Die Gerichtsgutachterin Dr. Mariana Wahdany liefert eine Erklärung: Maike B. soll am Münchhausen-Stellvertreter-Syndrom erkrankt sein. Betroffene erfinden Lügen über Nahestehende, um Aufmerksamkeit zu bekommen. Eine Zeugin sagte vor Gericht, Maike B. sei von ihren eigenen Eltern vernachlässigt worden. »Sie holt sich über ihre Kinder die Aufmerksamkeit, die ihr so fehlt«, vermutet Wahdany. Die Gutachterin musste aus den Unterlagen ihre Schlüsse ziehen, Maike B. verweigerte ein persönliches Gespräch.

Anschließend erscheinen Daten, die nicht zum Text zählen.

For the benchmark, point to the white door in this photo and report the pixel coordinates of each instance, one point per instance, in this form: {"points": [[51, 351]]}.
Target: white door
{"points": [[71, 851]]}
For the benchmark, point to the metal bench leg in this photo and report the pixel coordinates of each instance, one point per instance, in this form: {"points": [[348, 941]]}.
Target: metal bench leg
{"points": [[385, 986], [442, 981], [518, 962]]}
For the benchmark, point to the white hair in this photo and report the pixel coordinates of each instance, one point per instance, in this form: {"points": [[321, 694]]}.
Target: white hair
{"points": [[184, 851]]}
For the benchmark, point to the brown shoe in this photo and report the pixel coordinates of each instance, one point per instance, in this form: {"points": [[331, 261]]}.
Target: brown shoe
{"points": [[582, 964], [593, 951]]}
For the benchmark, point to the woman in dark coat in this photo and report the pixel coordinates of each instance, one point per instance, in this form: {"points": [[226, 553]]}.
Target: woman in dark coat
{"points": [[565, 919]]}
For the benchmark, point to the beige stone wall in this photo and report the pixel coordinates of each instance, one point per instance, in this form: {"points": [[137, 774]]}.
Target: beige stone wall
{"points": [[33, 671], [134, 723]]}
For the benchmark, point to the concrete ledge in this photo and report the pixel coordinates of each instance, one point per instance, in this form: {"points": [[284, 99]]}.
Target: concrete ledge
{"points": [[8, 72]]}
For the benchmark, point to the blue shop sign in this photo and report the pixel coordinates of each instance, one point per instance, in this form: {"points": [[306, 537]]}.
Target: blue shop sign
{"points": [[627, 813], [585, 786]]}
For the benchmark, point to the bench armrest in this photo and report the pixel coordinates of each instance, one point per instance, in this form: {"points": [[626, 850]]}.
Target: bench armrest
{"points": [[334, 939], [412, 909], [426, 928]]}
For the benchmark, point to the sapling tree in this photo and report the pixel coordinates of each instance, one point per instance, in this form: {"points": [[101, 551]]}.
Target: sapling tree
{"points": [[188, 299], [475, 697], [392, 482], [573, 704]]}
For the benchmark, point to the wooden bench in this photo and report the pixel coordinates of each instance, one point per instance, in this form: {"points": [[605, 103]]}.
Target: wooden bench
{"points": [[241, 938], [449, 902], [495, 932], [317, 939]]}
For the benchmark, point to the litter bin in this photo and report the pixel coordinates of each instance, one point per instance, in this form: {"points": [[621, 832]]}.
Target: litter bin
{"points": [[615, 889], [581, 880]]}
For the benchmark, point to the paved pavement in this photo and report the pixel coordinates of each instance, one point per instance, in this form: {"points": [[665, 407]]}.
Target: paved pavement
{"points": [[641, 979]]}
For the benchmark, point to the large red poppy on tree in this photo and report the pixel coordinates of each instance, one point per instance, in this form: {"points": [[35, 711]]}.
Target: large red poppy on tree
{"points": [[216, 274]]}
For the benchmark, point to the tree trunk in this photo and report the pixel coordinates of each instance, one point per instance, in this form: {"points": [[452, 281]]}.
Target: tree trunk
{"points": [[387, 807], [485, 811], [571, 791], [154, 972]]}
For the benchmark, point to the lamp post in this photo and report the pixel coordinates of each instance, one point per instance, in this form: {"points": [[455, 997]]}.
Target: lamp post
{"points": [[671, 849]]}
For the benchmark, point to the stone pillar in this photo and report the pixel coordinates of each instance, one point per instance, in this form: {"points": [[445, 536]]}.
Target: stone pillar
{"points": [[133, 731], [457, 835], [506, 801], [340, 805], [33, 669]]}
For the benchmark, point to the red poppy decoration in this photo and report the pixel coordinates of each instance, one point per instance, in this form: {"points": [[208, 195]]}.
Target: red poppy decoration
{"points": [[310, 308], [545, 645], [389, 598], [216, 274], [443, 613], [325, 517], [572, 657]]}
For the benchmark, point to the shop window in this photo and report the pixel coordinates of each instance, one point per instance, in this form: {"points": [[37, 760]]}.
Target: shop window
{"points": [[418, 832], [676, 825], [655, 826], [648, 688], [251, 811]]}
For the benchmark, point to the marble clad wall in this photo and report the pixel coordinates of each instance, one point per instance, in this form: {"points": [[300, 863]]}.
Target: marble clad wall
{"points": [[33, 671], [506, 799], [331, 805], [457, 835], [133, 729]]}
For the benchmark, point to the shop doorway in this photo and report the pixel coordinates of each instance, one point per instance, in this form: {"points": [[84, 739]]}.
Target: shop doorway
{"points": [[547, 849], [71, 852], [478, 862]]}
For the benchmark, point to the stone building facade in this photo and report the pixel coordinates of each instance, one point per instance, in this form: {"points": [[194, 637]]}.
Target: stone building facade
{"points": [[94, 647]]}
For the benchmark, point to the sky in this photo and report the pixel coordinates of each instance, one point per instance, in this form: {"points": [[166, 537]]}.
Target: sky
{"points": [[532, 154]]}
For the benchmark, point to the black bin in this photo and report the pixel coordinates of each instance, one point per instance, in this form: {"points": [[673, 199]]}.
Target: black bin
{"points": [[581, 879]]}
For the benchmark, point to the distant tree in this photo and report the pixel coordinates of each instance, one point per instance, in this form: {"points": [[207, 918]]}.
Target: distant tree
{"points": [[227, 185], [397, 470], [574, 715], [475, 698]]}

Die Gerichtsgutachterin hält sie für voll schuldfähig.
Die Staatsanwaltschaft fordert in ihrem Plädoyer zehn Jahre Haft. Die Verteidigung hofft auf ein »mildes Urteil«. In der kommenden Woche soll das Urteil ergehen.
Der Albtraum der Familie B. hat noch kein Ende gefunden. Paul Berger, der selbst ernannte Rheuma-Spezialist, erzählt vor Gericht, dass erst vor einigen Tagen die drei Söhne, 17, 14 und elf Jahre alt, alleine in seine Praxis gekommen seien, weil sie Schmerzen hätten.